Türkiye’de hükümetin Suriye politikasını elbette eleştirmeliyiz. Suriyelileri AB karşısında pazarlık nesnesi olarak gören, alçakça bir geri gönderme anlaşmasına imza atan hükümetin bir anda ‘göçmen dostu’ olmadığı elbette malum. Ancak hükümetin politikalarını eleştirirken ‘at izini it izine karıştırmamak’ gerekiyor. Hükümetin mülteci hakları konusunda iki yüzlü davrandığını göstermenin yolu ‘vatandaşlığa hayır’ demek değil gerçek dayanışmayı örmektir. Tıpkı Yunanistan’da olduğu gibi. Ezilenlerin çıkarları için talep ettiklerimizi savunma biçimimiz hükümetlerin tutumuna bağlı olamaz. Erdoğan’ın siyasi manevralarına endeksli bir muhalefet inşa edilemez. ‘Erdoğan’ın işine yarar mı- yaramaz mı’ hesabı yapılıp salt AKP karşıtlığından ırkçılığa taviz verilemez.

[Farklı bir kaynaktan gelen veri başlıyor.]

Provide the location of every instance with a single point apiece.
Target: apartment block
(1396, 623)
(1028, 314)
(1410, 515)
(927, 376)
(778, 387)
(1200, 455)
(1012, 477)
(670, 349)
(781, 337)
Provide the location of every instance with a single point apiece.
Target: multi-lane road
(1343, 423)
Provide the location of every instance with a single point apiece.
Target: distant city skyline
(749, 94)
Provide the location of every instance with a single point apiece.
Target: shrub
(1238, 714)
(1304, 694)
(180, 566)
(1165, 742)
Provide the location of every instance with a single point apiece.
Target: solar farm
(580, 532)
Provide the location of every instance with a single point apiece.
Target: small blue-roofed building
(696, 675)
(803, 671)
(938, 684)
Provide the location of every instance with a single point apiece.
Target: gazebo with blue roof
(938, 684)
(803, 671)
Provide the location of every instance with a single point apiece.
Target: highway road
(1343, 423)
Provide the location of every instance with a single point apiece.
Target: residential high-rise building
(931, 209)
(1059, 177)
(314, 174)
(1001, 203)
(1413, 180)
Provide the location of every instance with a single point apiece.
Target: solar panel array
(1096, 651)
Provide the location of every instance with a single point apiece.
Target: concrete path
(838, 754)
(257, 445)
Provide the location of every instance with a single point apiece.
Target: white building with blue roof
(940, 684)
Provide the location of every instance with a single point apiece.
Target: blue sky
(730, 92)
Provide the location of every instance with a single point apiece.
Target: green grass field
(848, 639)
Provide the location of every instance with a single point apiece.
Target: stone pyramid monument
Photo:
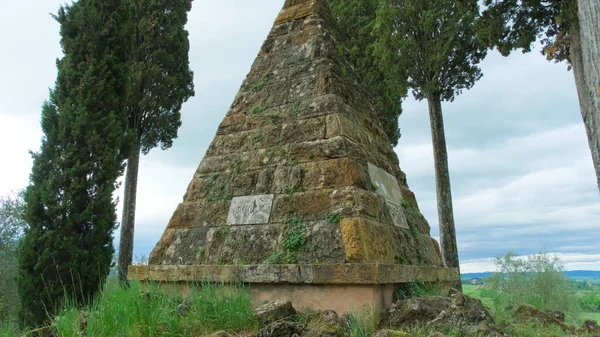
(300, 195)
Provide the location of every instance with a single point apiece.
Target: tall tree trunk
(128, 218)
(585, 58)
(442, 182)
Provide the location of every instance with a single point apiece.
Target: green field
(479, 293)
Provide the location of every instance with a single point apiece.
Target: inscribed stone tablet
(387, 185)
(397, 214)
(250, 210)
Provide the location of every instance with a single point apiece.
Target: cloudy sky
(520, 166)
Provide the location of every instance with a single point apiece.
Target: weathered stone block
(368, 241)
(304, 130)
(179, 246)
(310, 205)
(250, 210)
(300, 10)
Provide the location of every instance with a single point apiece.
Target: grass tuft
(151, 311)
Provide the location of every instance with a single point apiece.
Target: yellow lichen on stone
(296, 12)
(367, 241)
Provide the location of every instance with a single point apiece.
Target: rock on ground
(272, 311)
(459, 311)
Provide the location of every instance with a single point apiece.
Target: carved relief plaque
(397, 214)
(387, 185)
(250, 210)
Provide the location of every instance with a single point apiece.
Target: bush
(537, 280)
(590, 302)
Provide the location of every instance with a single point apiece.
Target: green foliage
(200, 253)
(297, 108)
(294, 241)
(356, 20)
(418, 289)
(289, 190)
(258, 85)
(159, 82)
(295, 235)
(362, 324)
(11, 230)
(537, 280)
(516, 24)
(590, 302)
(258, 137)
(161, 79)
(135, 311)
(222, 232)
(333, 218)
(257, 109)
(414, 232)
(429, 44)
(67, 249)
(218, 189)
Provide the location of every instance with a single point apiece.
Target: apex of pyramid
(300, 185)
(298, 9)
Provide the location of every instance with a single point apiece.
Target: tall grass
(151, 311)
(362, 323)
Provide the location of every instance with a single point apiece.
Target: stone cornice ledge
(294, 273)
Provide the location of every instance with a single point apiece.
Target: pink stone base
(340, 298)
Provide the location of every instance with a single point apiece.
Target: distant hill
(571, 274)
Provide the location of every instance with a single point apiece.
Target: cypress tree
(356, 20)
(431, 46)
(67, 248)
(161, 82)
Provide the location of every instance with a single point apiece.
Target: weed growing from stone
(415, 233)
(362, 323)
(418, 289)
(217, 189)
(294, 241)
(257, 86)
(295, 235)
(405, 204)
(289, 190)
(200, 253)
(344, 71)
(222, 232)
(257, 109)
(333, 218)
(258, 138)
(296, 108)
(403, 260)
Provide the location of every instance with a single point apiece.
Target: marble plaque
(386, 184)
(250, 210)
(397, 214)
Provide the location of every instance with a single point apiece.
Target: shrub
(537, 280)
(590, 302)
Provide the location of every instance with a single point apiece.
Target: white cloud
(521, 171)
(18, 135)
(570, 261)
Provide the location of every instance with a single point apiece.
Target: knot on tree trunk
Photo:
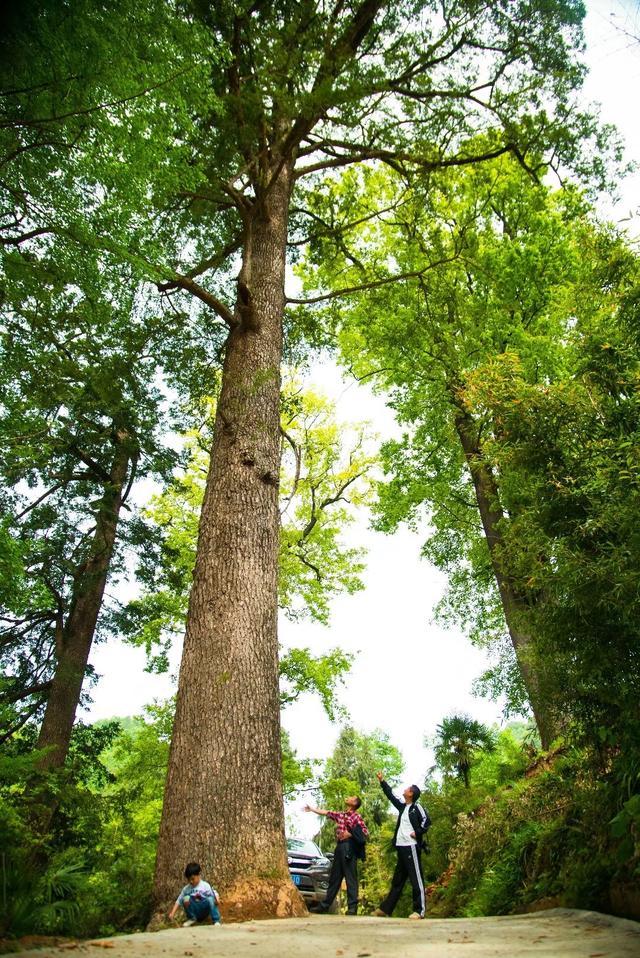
(245, 306)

Irkçılığın şakası olmaz. Verilen her taviz ırkçılığı yeniden üretir ve bir bakarsınız ki linçe giden sopalara ham madde olmuşsunuz.
Yunanistan’daki kamplarda zor koşullarda, akreplerle yaşamak zorunda kalan Suriyelilerin çoğu ‘sonsuza kadar böyle yaşarız gene de Türkiye’ye dönmeyiz’ diyor. Türkiye Suriyeliler için zaten bir cehennem. Emin olalım Suriyeliler için cehennem olan bir yerde, apar topar kaçmak istedikleri bir ülkede hiçbirimiz özgür ve huzurlu olamayız.
Türkiye’de ırkçı dalgaya karşı çıkan ve hiç de azımsanmayacak çapta olan güçleri birleştirecek, aynı zamanda da işçi sınıfının örgütlü kesimlerini harekete geçirecek bir mücadeleyi inşa etmek için kolları sıvamaya ihtiyacımız var. Irkçılığın panzehiri bizim mücadelemiz.